— Каждую пятницу Коул отдает своему чтецу все написанное за неделю. Да? И тот все читает со сцены, все самое свежее. И значит, когда он закончит и соберется домой, мы…
— А что, сейчас пятница? Сегодня пятница? Откуда ты знаешь?
— Что?
— Откуда ты знаешь, что сегодня пятница? Когда ты в последний раз могла точно сказать, какой сегодня день недели? Когда?
— Марлин…
— Какое сегодня число? Какой месяц? Какой год? Ну, скажи.
Хендерсон улыбнулась.
— Все в порядке, Марлин. Ты сядь. Все под контролем.
— Нет.
Я не могла там оставаться. Мне нужно было уйти. Что-то было не так. Как-то вдруг получилось, что комната словно вытянулась и сузилась. Стало жарко. Народу на крошечной танцплощадке теперь было больше. Я пошла по этому туннелю, навстречу музыке. Скрежет смычка по струнам, мягкие золотистые каналы внутри саксофона, музыка, черная музыка, надломленная уже на самом истоке, волны надорванных звуков в пространстве, она звучала все громче, сливаясь с искрящимися огнями, переломанная, искаженная, многократно усиленная, сквозь вспышки света, сквозь математические уравнения, еще громче, еще, зазубренная, расколотая, вопящая и трескучая, она срывалась с пальцев и губ, разодранная в клочья, но людям нравилось, да, им нравилось, люди хватали обрывки музыки и превращали их в танец.

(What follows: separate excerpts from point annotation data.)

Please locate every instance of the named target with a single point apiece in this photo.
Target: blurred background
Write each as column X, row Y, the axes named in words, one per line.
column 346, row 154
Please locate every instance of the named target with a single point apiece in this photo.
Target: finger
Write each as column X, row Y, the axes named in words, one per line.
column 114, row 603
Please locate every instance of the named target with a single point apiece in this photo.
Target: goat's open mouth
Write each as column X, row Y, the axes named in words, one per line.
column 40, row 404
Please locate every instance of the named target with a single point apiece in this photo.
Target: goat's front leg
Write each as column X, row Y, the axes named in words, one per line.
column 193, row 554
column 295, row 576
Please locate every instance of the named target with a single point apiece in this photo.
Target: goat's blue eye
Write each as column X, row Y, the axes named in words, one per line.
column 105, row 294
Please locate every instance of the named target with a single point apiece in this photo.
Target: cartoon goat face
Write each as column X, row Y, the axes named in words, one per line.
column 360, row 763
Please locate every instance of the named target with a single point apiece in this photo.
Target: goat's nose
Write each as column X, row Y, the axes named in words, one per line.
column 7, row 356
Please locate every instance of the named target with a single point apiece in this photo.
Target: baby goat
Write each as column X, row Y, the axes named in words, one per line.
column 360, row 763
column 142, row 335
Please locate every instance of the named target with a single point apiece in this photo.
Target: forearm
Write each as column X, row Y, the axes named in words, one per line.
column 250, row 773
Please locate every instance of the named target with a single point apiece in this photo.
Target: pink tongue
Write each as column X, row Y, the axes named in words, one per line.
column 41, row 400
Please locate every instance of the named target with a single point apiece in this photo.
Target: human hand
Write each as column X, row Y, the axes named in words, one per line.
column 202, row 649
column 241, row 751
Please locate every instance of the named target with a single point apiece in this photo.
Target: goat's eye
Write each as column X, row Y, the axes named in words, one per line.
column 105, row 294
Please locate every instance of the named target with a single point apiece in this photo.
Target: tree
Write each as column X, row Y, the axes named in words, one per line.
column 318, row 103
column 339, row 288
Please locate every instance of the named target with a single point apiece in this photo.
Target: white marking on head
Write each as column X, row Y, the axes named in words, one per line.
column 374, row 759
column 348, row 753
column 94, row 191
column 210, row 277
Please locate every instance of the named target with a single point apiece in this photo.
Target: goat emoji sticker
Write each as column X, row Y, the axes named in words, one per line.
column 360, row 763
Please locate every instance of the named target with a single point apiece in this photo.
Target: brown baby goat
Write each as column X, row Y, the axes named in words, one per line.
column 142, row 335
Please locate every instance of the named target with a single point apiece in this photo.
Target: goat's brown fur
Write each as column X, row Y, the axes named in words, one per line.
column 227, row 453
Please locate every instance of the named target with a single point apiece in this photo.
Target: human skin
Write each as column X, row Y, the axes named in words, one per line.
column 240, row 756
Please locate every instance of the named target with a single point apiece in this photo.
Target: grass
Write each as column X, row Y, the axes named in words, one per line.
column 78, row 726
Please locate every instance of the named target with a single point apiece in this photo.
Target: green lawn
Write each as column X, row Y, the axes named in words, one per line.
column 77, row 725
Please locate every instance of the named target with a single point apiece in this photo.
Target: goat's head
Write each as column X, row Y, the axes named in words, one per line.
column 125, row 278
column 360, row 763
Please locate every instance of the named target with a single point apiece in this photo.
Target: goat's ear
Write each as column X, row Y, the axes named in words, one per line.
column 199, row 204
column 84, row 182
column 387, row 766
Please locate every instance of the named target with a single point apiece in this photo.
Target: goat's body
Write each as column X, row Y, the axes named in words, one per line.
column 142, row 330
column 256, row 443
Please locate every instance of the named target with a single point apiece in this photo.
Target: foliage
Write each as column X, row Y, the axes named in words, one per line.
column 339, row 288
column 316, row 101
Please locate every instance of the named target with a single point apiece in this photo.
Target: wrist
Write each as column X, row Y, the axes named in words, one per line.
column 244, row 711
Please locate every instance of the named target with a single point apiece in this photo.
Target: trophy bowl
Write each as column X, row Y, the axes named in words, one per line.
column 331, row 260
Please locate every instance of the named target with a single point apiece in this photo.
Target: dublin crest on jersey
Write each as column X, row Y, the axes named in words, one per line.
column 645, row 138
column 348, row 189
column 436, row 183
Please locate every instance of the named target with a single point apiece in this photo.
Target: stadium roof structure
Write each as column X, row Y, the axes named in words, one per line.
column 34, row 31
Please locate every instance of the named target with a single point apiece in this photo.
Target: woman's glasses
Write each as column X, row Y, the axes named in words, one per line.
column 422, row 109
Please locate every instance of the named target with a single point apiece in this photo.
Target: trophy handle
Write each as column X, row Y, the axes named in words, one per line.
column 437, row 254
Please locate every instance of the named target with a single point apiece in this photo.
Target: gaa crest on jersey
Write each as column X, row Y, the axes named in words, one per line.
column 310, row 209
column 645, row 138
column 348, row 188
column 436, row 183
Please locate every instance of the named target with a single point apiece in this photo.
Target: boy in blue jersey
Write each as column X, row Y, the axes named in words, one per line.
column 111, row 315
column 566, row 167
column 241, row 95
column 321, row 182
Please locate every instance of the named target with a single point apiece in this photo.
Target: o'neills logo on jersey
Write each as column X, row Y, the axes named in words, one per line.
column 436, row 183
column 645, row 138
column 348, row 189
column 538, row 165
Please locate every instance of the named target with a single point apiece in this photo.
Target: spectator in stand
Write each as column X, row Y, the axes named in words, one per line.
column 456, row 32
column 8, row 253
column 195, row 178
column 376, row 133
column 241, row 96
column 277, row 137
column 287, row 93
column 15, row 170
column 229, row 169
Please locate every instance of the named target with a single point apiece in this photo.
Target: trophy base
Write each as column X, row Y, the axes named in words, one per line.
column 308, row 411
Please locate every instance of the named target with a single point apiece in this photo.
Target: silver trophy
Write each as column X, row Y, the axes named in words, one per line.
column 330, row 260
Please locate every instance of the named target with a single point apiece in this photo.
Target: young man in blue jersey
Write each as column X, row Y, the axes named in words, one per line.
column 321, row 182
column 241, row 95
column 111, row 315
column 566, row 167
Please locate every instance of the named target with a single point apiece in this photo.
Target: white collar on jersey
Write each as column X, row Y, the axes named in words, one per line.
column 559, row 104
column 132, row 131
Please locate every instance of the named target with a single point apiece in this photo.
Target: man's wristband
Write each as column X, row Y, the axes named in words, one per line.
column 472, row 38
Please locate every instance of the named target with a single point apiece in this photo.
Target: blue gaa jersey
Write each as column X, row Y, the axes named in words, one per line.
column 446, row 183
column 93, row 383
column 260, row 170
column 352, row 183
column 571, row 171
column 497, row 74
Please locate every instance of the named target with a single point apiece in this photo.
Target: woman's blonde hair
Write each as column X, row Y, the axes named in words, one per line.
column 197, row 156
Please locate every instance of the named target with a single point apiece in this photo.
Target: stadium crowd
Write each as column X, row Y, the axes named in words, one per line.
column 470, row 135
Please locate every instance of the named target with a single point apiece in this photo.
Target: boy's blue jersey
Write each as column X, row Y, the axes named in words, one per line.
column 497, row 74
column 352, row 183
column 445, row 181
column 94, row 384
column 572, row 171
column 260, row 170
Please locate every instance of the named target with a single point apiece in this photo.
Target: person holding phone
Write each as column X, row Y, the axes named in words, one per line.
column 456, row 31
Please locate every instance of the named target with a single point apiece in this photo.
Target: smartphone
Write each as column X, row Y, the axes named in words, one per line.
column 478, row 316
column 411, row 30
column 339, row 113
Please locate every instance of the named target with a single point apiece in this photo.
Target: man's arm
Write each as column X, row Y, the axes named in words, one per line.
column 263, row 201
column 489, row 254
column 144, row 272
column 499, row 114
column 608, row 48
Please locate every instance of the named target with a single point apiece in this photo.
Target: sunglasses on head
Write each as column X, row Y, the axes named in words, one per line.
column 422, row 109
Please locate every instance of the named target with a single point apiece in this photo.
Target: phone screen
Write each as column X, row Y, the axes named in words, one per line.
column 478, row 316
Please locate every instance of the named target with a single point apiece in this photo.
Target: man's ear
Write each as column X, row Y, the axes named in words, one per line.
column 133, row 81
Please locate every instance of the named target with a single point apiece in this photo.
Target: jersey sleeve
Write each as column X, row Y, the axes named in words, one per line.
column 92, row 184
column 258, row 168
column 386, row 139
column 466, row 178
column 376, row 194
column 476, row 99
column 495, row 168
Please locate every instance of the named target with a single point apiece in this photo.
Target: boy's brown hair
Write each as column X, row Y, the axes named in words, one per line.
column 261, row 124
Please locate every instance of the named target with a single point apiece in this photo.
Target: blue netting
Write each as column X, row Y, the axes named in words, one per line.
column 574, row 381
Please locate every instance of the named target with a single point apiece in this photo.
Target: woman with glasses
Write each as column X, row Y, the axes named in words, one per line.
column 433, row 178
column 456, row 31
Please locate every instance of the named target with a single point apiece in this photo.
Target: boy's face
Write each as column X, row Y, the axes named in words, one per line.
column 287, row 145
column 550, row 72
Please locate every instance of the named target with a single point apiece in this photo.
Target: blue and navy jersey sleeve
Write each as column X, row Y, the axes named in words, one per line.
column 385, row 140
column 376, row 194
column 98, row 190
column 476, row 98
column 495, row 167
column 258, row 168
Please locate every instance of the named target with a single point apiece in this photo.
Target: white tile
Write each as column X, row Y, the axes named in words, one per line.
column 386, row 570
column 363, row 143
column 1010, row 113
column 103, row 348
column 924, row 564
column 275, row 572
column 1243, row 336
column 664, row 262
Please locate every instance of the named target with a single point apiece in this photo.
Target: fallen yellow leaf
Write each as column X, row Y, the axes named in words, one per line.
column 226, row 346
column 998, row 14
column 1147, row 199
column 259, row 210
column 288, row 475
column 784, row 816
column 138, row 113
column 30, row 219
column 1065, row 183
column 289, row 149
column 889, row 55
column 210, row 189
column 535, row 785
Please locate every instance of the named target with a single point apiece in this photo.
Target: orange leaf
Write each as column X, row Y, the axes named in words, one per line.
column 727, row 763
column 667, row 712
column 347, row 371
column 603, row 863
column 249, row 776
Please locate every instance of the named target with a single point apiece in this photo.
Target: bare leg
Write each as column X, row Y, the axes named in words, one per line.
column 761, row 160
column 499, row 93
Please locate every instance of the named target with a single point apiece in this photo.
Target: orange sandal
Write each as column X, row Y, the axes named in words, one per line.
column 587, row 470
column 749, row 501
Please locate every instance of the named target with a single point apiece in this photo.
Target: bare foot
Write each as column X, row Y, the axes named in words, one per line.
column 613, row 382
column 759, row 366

Я встала в сторонке. Я стояла, и слушала, и наблюдала за бликами света, отражавшегося в саксофоне, в его полированной меди. Надрывный плач контрабаса пробирал до костей лихорадочной дрожью. Здесь, в зале под набережной, было жарко. Жарко и душно. Люди медленно танцевали, прижимаясь друг к другу, люди буквально дышали страстью, и эта страсть изливалась наружу и как будто касалась меня, моей липкой и мокрой от пота кожи. В это мгновение.
Мне пришлось отступить.
Теперь я поняла. Это было цветение. Позднее, ночное цветение на морском берегу. Среди тронутых порчей зеркал, среди размытых больных сигналов, в шуме, в помехах, в тумане эти люди нашли разрядку, они нашли способ, как освободить восприятие, дать ему развернуться, раскрыться, но я… я так не умела, и мне пришлось отступить, спрятаться за колонной. Этот внезапный наплыв желания. Заняться любовью с кем-то из этих людей, с кем угодно, с мужчиной, с женщиной — все равно. Что со мной происходит? Я уже и забыла, когда я в последний раз переживала такое пронзительное возбуждение.
Я прижималась к колонне спиной, почти касаясь ее головой. Краем глаза я ухватила движение на камне. Какие-то слова.
Я протянула руку. Вернее, рука сама потянулась вперед, а я просто не стала противиться. Стена была мягкой и теплой. Как кожа. Как живая плоть. Рука надавила на кожу, на надпись. Буквы имени были влажными, липкими. Я испачкала пальцы в краске. А когда я опять посмотрела на стену, там уже не было этого слова. Оно поблекло, размазалось, затерялось среди других. Мне показалось, что я сейчас потеряю сознание, как будто я тоже бледнела и исчезала вместе со своим именем, моим знаком, моей историей, которая теперь стала не только моей.
Потрясенная, я вернулась за столик. Кто-то мешал мне пройти. Пришлось его оттолкнуть, какого-то незнакомца. Голоса, голоса. Звуки музыки, слова на стенах, опрокинутый стул. Я не знаю, что произошло, но люди в клубе стали оглядываться на меня, они все смотрели на меня, и посетители, и персонал, Хендерсон обхватила меня обеими руками, пытаясь удержать на месте, не дать мне продолжить, что я там начала, и этот мальчик, Джейми, он лежал на полу и смотрел на меня снизу вверх. Он что-то бормотал себе под нос. Кажется, он разговаривал сам с собой. Если бы я могла…
— Марлин? Что ты делаешь?
— Я… я не знаю.
Подошел кто-то из персонала, спросил, что тут у нас происходит. Хендерсон отпустила меня и повернулась к нему. Я встала на колени рядом с Джейми. Его лицо исказилось от страха — теперь это был тот же испуганный мальчик, которого я в последний раз видела под дождем, перед театром. Я прикоснулась к его руке.
— Это не я, — сказал он. — Это не я.